Gazprom’s move came just as the United States and its allies agreed to send more weapons to Ukraine to help the country defend its territory from Russian invasion.
The reaction of the market underlined that the decisive, terrible moment of the war had arrived: a serious disruption of Russian natural gas exports to the European Union.
Poland and Bulgaria are heavily dependent on Russian gas exports, as is Germany, which is the de facto economic and political leader of the bloc and has refrained from pushing for quick new sanctions against the Russian energy sector.
Clear spring weather in Europe for now could soften the immediate blow from a gas shutdown, but the need to replace Gazprom’s supplies with alternative sources will be urgent. There is no doubt that already high gas prices will continue to rise, eventually pushing up already high inflation rates and hurting consumers across the European Union.
In response to the news, Ursula von der Leyen, President of the European Commission, said in a statement on Wednesday morning that the bloc was preparing to cut off gas supplies to Russia.
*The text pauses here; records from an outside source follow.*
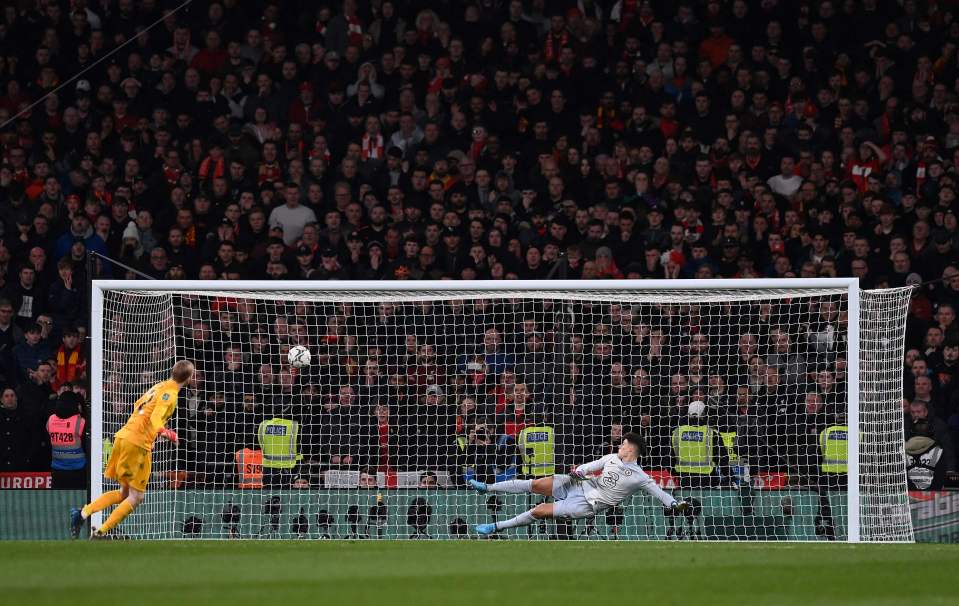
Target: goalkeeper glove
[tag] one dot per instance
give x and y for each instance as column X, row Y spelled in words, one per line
column 168, row 434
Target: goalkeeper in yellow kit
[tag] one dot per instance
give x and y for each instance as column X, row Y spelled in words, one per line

“Gazprom’s announcement that it is unilaterally cutting off gas supplies to consumers in Europe is yet another attempt by Russia to use gas as a blackmail tool,” she said, adding that she was working with allies to secure gas supplies for the affected member . states, and that the agency’s gas coordination group met on Wednesday morning to prepare a response.
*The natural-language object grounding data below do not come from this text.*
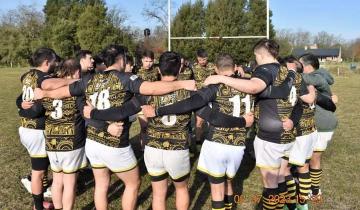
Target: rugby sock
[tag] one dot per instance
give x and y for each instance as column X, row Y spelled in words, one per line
column 304, row 187
column 45, row 181
column 38, row 200
column 229, row 200
column 282, row 192
column 217, row 205
column 291, row 192
column 268, row 198
column 315, row 175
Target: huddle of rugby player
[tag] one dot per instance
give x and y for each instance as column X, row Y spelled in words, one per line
column 73, row 112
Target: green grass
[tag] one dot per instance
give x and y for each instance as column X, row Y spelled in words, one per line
column 340, row 182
So far, the European Union has imposed sanctions on Russian coal, which is actively used by both Poland and Germany, and is preparing the details of an oil embargo. But the embargo on Russian gas has long been seen as a Rubicon that the European Union should not cross because of how heavily Germany and other countries depend on it for heat and power.
Now it appears that Russia has decided to act first and block gas exports itself after EU countries refused to pay for gas imports in rubles, as demanded by President Vladimir Putin.
Mr. Putin is desperate to get paid in Russian currency because his ability to convert dollars and euros into rubles, which he can then use for his military operations in Ukraine, has been limited by measures that ban financial institutions in Europe and the United States. from interacting with the Russian central bank.
Bulgaria’s energy minister Alexander Nikolov said on Wednesday morning that his country has enough gas reserves for one month and is looking for alternatives.
“Bulgaria will not enter into negotiations under pressure and with a bowed head. Bulgaria is not inferior and is not sold for any money to any trading counterparty,” Mr. Nikolov said. “Obviously, natural gas is being used as a political and economic weapon,” he added.
Polish officials were equally confident on Tuesday evening. Poland’s Climate Minister Anna Moskva downplayed Russia’s decision, saying at a press conference in Warsaw that “we are ready to cut off completely” from Russian gas.